Publication Date: 06/10/2025

DOI: 10.52589/AJAFS-VPMFZRHT


Author(s): Chizaram B. Nweke, Michael O. Odo.
Volume/Issue: Volume 8, Issue 3 (2025)
Page No: 28-42
Journal: African Journal of Agriculture and Food Science (AJAFS)


Abstract:

The study investigated the effect of pre-processing operations on antioxidant properties and activities of Prosopis africana seed. The following pre-processing operations were considered: boiling, germination, soaking and roasting.
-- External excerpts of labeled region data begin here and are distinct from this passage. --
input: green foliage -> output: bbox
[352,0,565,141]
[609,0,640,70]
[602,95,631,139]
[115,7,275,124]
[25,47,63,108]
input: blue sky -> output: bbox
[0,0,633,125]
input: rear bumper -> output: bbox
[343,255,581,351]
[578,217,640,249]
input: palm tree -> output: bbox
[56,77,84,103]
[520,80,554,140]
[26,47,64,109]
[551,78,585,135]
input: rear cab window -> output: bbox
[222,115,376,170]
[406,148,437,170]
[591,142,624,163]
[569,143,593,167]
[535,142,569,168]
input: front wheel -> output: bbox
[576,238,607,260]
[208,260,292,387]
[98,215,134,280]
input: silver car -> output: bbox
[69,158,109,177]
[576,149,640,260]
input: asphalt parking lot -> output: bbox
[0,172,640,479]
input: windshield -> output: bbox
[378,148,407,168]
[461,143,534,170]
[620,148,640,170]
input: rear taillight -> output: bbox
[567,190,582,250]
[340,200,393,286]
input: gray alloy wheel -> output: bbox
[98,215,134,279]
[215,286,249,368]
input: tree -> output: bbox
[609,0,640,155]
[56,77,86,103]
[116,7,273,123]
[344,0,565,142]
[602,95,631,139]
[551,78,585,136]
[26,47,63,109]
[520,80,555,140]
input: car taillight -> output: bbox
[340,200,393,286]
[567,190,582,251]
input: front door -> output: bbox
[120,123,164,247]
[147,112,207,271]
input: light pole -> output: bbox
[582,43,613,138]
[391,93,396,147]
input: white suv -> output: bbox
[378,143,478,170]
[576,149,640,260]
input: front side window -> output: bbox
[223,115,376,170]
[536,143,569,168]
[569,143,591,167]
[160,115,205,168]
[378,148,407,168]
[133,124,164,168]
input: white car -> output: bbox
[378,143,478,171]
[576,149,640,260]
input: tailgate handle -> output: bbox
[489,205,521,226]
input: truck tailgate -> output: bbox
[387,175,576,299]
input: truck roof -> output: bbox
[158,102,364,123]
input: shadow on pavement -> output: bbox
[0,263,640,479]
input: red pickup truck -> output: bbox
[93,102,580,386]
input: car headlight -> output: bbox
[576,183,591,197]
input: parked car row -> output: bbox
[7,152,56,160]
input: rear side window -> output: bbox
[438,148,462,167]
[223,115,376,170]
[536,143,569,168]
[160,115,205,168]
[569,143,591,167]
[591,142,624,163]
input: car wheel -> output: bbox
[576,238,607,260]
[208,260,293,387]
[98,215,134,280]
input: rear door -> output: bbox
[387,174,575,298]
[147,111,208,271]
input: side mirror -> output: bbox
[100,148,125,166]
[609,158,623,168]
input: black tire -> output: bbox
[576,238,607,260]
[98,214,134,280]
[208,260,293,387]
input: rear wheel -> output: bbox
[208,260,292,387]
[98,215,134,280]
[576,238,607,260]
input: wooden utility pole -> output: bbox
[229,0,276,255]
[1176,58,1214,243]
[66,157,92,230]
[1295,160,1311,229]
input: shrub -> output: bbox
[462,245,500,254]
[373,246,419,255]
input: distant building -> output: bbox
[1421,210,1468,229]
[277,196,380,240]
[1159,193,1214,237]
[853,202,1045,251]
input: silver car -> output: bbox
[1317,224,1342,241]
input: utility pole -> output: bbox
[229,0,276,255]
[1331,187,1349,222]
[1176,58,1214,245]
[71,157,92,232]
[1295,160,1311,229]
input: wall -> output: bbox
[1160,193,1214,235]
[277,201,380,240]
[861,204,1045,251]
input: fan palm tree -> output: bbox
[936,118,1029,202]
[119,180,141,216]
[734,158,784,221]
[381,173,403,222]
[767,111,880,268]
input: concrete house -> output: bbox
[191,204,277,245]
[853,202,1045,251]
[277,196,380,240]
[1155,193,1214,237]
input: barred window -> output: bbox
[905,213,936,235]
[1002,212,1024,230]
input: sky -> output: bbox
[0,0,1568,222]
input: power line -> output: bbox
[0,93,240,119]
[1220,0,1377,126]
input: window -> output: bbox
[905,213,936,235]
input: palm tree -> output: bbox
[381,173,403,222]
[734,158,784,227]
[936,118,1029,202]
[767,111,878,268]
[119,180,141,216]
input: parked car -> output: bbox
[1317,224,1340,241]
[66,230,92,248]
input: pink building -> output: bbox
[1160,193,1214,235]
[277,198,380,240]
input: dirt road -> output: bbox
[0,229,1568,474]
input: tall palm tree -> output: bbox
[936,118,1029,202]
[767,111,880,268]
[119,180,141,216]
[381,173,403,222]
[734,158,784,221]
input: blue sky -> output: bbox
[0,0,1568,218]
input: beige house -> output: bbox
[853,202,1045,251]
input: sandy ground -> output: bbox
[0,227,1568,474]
The antioxidant properties and activities of the processed Prosopis africana seed were analyzed using standard methods. The data obtained were analyzed using one way ANOVA while Turkey HSD was adopted for post hoc test. All statistical tests were conducted at 5 % level of significance. The roasted sample were higher in Total phenol (7.49 mgGAE/g), Anthocyanin (6.44 mg/100g) but Vitamin E was found to be highest in the germinated seed (3.87 mg/100g). The boiled were higher in Beta carotene (103.85 mg/100g) while the germinated and soaked seed were higher in Vitamin C (8.59 mg/100g) and Flavoniod (6.50 mg/100g respectively). Roasting gave a higher OH scavenging activity (70.68 %) and Reducing Power Activity (80.30%) while soaking gave a higher DDPH activity (70.64). The Flavoniod, Total phenol, Anthocyanim and Vitamin E are significantly correlated to OH and FRAP while Beta carotene is significantly correlated to DPPH. The study had revealed that pre-processing operations had significant effect on the antioxidant properties and activities of Prosopis africana seeds which offers nutritional and health benefits. Processed Prosopis africana seeds are recommended for consumption as a good source of antioxidants.

Keywords:

Legumes, Antioxidants Properties, Pre-processing, Prosiopis africana and Antioxidant Activity.